Before it faded at last, he tried to grasp some idea of scale or distance. It was impossible to judge but based on the words of the Tribe's Song of the Stars, they recounted nine generations of pathfinders That would be maybe thirty to forty years a generation. The line had passed dozens and dozens of shapes, constellations and systems, A journey of, at least, three centuries or more!
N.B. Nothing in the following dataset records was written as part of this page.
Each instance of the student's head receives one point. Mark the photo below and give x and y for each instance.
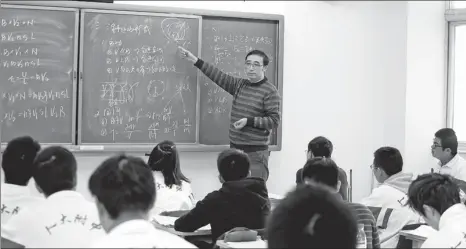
(164, 158)
(431, 195)
(319, 147)
(256, 63)
(311, 217)
(55, 170)
(233, 165)
(445, 145)
(124, 189)
(387, 162)
(17, 160)
(322, 170)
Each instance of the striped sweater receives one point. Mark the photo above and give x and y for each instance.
(258, 102)
(364, 216)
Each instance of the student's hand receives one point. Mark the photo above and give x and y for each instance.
(240, 123)
(185, 54)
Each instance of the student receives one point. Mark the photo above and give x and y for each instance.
(65, 219)
(17, 165)
(240, 202)
(436, 198)
(255, 109)
(388, 200)
(311, 217)
(173, 188)
(124, 189)
(445, 149)
(322, 147)
(324, 171)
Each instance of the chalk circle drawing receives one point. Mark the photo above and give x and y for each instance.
(174, 29)
(155, 88)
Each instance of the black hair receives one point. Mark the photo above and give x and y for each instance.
(320, 147)
(164, 158)
(55, 170)
(265, 58)
(311, 217)
(18, 158)
(123, 183)
(321, 170)
(389, 159)
(233, 165)
(435, 190)
(448, 139)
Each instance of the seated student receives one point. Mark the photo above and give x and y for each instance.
(173, 188)
(445, 149)
(322, 147)
(324, 171)
(436, 198)
(387, 201)
(124, 189)
(240, 202)
(311, 217)
(65, 218)
(17, 164)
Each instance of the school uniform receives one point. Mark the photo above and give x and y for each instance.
(63, 220)
(452, 229)
(242, 203)
(172, 198)
(456, 168)
(140, 234)
(387, 203)
(15, 198)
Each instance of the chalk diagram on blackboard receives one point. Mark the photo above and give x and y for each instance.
(175, 30)
(156, 88)
(118, 93)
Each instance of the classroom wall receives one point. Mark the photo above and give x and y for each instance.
(426, 88)
(346, 76)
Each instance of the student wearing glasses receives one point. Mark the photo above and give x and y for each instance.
(445, 149)
(255, 109)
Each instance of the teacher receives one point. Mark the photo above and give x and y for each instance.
(255, 110)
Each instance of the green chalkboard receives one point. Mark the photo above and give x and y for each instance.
(38, 61)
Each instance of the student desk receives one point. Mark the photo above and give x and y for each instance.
(418, 235)
(250, 244)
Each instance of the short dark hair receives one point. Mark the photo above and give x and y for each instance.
(18, 158)
(165, 159)
(448, 139)
(265, 58)
(389, 159)
(233, 165)
(320, 147)
(307, 217)
(123, 183)
(55, 170)
(435, 190)
(322, 170)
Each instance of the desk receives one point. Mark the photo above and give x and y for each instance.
(418, 235)
(250, 244)
(417, 240)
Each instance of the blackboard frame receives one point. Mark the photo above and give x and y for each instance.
(139, 146)
(75, 65)
(178, 11)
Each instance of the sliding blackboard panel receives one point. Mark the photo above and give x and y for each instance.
(37, 69)
(225, 43)
(135, 87)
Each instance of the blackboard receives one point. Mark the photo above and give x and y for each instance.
(37, 73)
(225, 43)
(130, 87)
(135, 88)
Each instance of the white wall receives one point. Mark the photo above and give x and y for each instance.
(345, 77)
(426, 88)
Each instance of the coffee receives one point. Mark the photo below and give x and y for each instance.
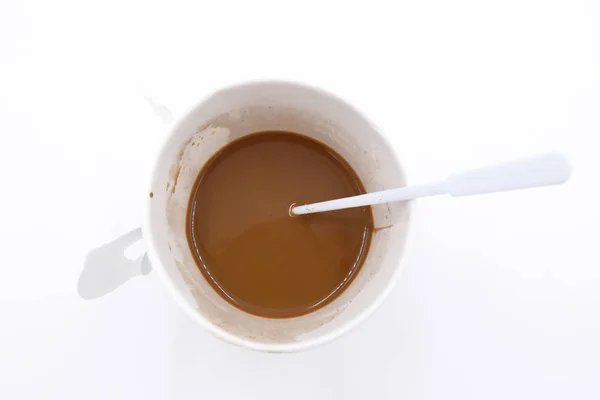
(248, 247)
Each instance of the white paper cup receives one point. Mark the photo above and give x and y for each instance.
(224, 116)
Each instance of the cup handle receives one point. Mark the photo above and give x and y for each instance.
(106, 267)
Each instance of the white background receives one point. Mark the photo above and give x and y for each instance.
(501, 296)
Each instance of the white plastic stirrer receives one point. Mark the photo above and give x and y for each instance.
(543, 170)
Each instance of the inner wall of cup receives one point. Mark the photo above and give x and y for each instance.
(234, 113)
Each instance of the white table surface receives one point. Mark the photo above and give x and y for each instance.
(501, 296)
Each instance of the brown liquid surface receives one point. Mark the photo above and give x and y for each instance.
(248, 247)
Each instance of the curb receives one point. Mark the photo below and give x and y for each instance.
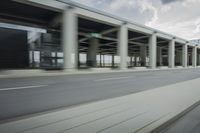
(168, 123)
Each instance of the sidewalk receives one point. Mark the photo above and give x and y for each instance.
(140, 112)
(38, 72)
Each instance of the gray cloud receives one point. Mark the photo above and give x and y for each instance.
(169, 1)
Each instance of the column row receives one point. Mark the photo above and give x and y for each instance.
(70, 46)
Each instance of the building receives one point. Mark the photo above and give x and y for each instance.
(195, 41)
(65, 32)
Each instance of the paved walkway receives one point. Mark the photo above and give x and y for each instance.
(38, 72)
(140, 112)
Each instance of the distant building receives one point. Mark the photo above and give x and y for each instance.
(195, 41)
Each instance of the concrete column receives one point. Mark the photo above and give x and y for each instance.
(100, 62)
(131, 61)
(171, 53)
(135, 57)
(159, 56)
(103, 60)
(113, 60)
(143, 54)
(92, 52)
(152, 50)
(185, 55)
(194, 56)
(69, 39)
(123, 46)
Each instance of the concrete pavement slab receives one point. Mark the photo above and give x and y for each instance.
(139, 112)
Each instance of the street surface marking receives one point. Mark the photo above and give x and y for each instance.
(19, 88)
(112, 78)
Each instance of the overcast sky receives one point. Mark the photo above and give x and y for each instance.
(178, 17)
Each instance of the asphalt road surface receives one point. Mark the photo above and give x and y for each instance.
(189, 123)
(25, 96)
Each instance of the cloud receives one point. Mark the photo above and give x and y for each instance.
(169, 1)
(178, 17)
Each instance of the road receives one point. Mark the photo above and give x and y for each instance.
(25, 96)
(189, 123)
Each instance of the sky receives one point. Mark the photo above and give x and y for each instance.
(177, 17)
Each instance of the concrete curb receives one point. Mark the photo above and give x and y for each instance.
(41, 73)
(168, 123)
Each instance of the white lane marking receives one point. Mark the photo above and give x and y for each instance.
(24, 87)
(105, 79)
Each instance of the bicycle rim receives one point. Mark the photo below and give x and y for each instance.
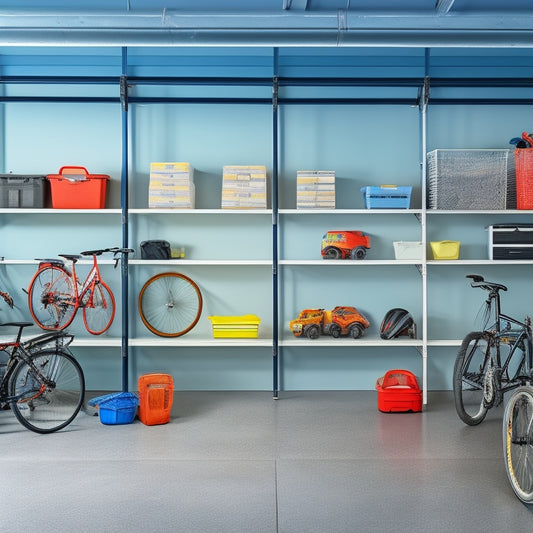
(469, 372)
(518, 442)
(51, 298)
(99, 312)
(45, 409)
(170, 304)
He looked around the tribesmen gathered on the rocky balcony, were they really the descendants of an ancient space-going civilization?

Their myths, their legends and folktales; the workmanship required to create this place and the very image he had just witnessed, seemed to suggest they were!

With the lines now vanished and the sun rising, the hush that had been over the people broke, they chattered together, naming shapes they had seen in the shadow lines, pointing to their own scars which matched some of them.

Sasil and Jelik came back, Jelik hugged his sons. “You have seen our path for the first time” he said to Sasil, kneeling down by his boys.

And you for the fourth time, Gabrul. This our ancestors left here for us, that we always may strive to keep our watch, for one day the evil will find us and then shall the Pathfinders return. And we shall do battle with them against the Black Giants.

Only the true and faithful, only those who stand their watch, only those who keep to the path will be worthy and victorious. And it is they, they who shall begin the journey home to our green circle! Do you understand my sons?”

“Yes father” Sasil nodded seriously “I understand”

“I too father” Gabrul replied

“Good” Jelik patted his sons faces. “Now we shall descend, we have a long ride home.”